MSU’s weekly BHM program comes to a close

MSU and Commons decorate for Mardi Gras. 

Emma Bartlett, Arts and Culture Editor

On Feb. 25, the Multicultural Student Union (MSU) wrapped up its Black History Month program which took place every Tuesday afternoon in Upper Commons during February. The organization collaborated with the Commons chefs to create a lunch menu celebrating black heritage. 

“We talked about more interactive programs because a lot of the campus doesn’t really show up to things at night,” said MSU Vice President Lalene Sirypannho.

The organization decided that hosting an event during the day would bring in more students and make it something students could look forward to every Tuesday. This year, the four themed meals included Tennessee BBQ, Southern, Jazz Club and Mardi Gras. Since the special food was served at Classics, MSU had to select a main meal, starch, vegetable and optional dessert. Each food was picked after researching its history to ensure the organization was appreciating and not appropriating other cultures.

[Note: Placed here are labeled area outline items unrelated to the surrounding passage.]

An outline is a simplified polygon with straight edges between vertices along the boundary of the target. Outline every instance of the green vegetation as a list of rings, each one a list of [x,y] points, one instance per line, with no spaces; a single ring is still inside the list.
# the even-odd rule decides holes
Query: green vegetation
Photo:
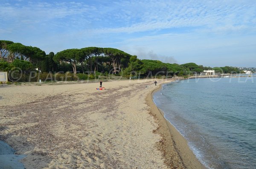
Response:
[[[11,81],[89,80],[118,77],[169,78],[187,76],[212,69],[193,63],[179,65],[140,60],[136,55],[110,48],[68,49],[55,54],[52,52],[46,54],[36,47],[0,40],[0,71],[8,72]],[[220,73],[239,73],[241,71],[227,66],[213,69]]]

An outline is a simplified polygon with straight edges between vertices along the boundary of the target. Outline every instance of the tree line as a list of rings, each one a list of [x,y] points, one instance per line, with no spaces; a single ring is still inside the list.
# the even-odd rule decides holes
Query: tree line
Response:
[[[0,40],[0,71],[9,71],[15,67],[26,73],[38,68],[43,72],[72,72],[74,74],[108,72],[135,77],[156,75],[183,76],[212,69],[221,73],[240,72],[238,69],[231,66],[211,68],[193,63],[179,65],[140,60],[136,55],[111,48],[87,47],[65,49],[55,54],[50,52],[47,54],[37,47]]]

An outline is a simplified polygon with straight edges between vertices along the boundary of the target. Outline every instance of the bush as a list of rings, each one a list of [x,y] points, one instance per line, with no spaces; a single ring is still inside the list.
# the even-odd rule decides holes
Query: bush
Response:
[[[94,75],[94,74],[90,74],[88,77],[88,78],[90,80],[93,80],[95,78],[95,76]]]
[[[76,76],[78,77],[80,80],[87,80],[88,79],[88,75],[86,74],[83,74],[82,73],[78,73],[76,74]]]
[[[54,74],[55,80],[57,81],[65,81],[65,74],[64,73],[56,73]]]
[[[96,76],[102,76],[103,75],[101,72],[97,71],[95,72],[95,74],[96,74]]]

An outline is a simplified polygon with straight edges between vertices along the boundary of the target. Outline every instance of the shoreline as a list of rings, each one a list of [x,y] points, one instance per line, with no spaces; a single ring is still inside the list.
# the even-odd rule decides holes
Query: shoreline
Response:
[[[153,132],[162,137],[162,140],[157,143],[157,146],[163,153],[164,163],[171,168],[205,169],[206,167],[198,160],[189,147],[186,139],[164,117],[164,112],[158,109],[153,100],[154,94],[160,90],[162,84],[164,83],[161,84],[157,89],[151,91],[146,98],[150,114],[159,125]]]

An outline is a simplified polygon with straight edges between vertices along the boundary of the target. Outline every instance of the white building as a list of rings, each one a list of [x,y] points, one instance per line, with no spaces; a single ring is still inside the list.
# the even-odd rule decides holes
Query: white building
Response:
[[[252,72],[250,70],[244,70],[244,71],[245,72],[246,74],[253,74]]]
[[[215,70],[204,70],[204,74],[205,75],[215,75]]]

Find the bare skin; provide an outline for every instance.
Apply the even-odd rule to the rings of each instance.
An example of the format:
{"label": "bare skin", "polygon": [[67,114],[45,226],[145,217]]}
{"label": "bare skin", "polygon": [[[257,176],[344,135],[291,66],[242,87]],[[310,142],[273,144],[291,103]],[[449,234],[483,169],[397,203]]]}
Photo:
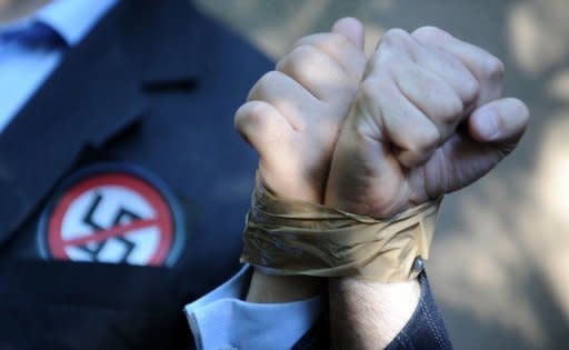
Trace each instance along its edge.
{"label": "bare skin", "polygon": [[[480,179],[521,138],[529,118],[502,98],[503,64],[437,28],[391,30],[366,70],[342,128],[326,204],[375,218]],[[417,281],[329,282],[332,344],[387,347],[411,317]]]}
{"label": "bare skin", "polygon": [[[360,57],[359,21],[343,19],[332,31],[350,38],[353,57]],[[335,44],[337,58],[346,48]],[[281,197],[388,218],[485,176],[516,147],[528,122],[521,101],[501,97],[503,64],[436,28],[389,31],[361,82],[353,80],[358,74],[339,79],[318,50],[302,52],[302,59],[288,57],[298,67],[284,71],[291,79],[263,77],[236,117],[261,157],[261,176]],[[254,276],[249,301],[290,301],[321,290],[317,280]],[[408,322],[420,288],[416,280],[342,278],[329,281],[329,294],[331,343],[378,349]]]}
{"label": "bare skin", "polygon": [[[333,147],[358,89],[366,58],[353,19],[300,39],[251,89],[236,127],[259,152],[266,183],[286,198],[322,203]],[[256,270],[247,300],[286,302],[323,292],[325,281]]]}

One issue the club faced was deciding whether to include fried chicken on the menu. Fried chicken is often stereotyped as a food within black culture, which MSU realizes may have caused controversy on campus. 

“A lot of the members had a big discussion of southern fried chicken. [We] all wanted to make sure we were appreciating. Unfortunately, it’s stereotypical,” Sirypannho said.

In the end, after receiving input from members of different ethnic backgrounds, MSU moved forward with the idea, hoping people would understand. 

“It’s an easy food to make and it brings a lot of people together and you can do it so quickly. After Sunday church service, everyone comes over and it feeds a lot of people. It’s a staple that people look forward to,” Sirypannho said.

While the organization said it had good intentions, several students offered complaints on the choice of fried chicken.

“I find it ironic that they constantly preach about social justice and they rubber-stamped and approved this stereotypical meal,” said senior Noah Ashe.

“While I see the attempt in this one case, it ended up backfiring. Kind of embarrassing to see that. I think that people should just know better. Now, if you bring in other types of foods that aren’t as stereotypical, then I think you could do that. That’s not what we saw here.”

Ashe also believes Commons should have consulted a panel of students outside of MSU before going ahead with this collaboration. 

“MSU doesn’t speak for the entire student body. [We] all don’t think the same either,” Ashe said.

Senior David Hayes suggested taking a different approach to the initiative. 

“Maybe do something that honors [other] African American culinary innovations. Potato chips, that’s our thing. Peanuts. Have a whole peanut convention,” Hayes said. 

“If you want to do lunch, sure. That’s cool. Just don’t do fried chicken. There are tons of other staples of black culinary.”

Despite backlash for some of the food choices, MSU has received other positive feedback about the food. 

“[We] hope that people see that we were trying to celebrate a culture,” Sirypannho said. 

“Food is a really great way to connect people.”